Author: Yibin Ling, Qihui Lyu, Ke Sheng 👨🔬
Affiliation: University of California Berkeley, Department of Radiation Oncology, University of California, San Francisco 🌍
Purpose:
High Dose Rate (HDR) brachytherapy enables radiation to concentrate on the tumor by sending the high-dose-rate radioactive source directly to the treatment site. On the other hand, the sharp dose falloff also makes the treatment vulnerable to errors and uncertainties. To address this, we developed a real-time source localization and anatomical registration method for HDR brachytherapy.
Methods:
We simulated a flat-panel detector to capture the exit gamma-ray photons emitted by the HDR 192Ir source for real-time source localization. A 50cm x 50cm flat-panel detector was positioned beneath the couch, which had multiple embedded tungsten ball-bearings (BB). The gamma-ray projection was computed using a ray-tracing forward projection method assuming 380 keV photon energy. The source location was computed by triangulating the BB locations on the projections with their known physical locations. We also simulated a dummy wire with 6 unevenly spaced tungsten BBs inserted through one of the implanted catheters, and then introduced a 10-degree rotation to mimic patient motion.

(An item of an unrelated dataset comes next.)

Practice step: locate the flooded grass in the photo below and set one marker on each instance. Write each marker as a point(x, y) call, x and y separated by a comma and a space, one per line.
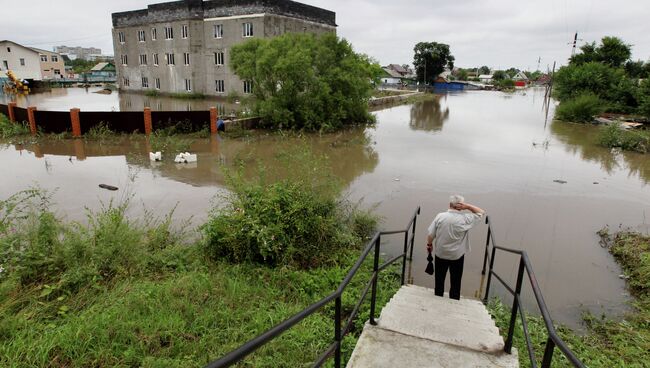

The wire-BB locations were reconstructed by optimizing the rigid transformation to match wire-BB shadows on the projection images. We evaluated the source localization accuracy as a function of BB positions, sizes, BB-to-source-distance (BSD), and BB-to-detector-distance (BDD).
Results:
Without introduced motion , the proposed system achieves sub-millimeter accuracy. BSD and BDD are the most critical factors impacting the accuracy. The source deviation increases from 0.3mm to 1mm when BSD increase from 10cm to 24cm, and increases from 0.5mm to 1.2mm when the BDD decreases from 30 cm to 10cm. With introduced rigid motion, the proposed recovered the transformation using the wire BBs registration with 1.2mm accuracy.
Conclusion:
The study demonstrates the feasibility of using an external flat-panel detector, couch-embedded markers and a dummy wire for precise localization of the HDR brachytherapy sources with anatomical context.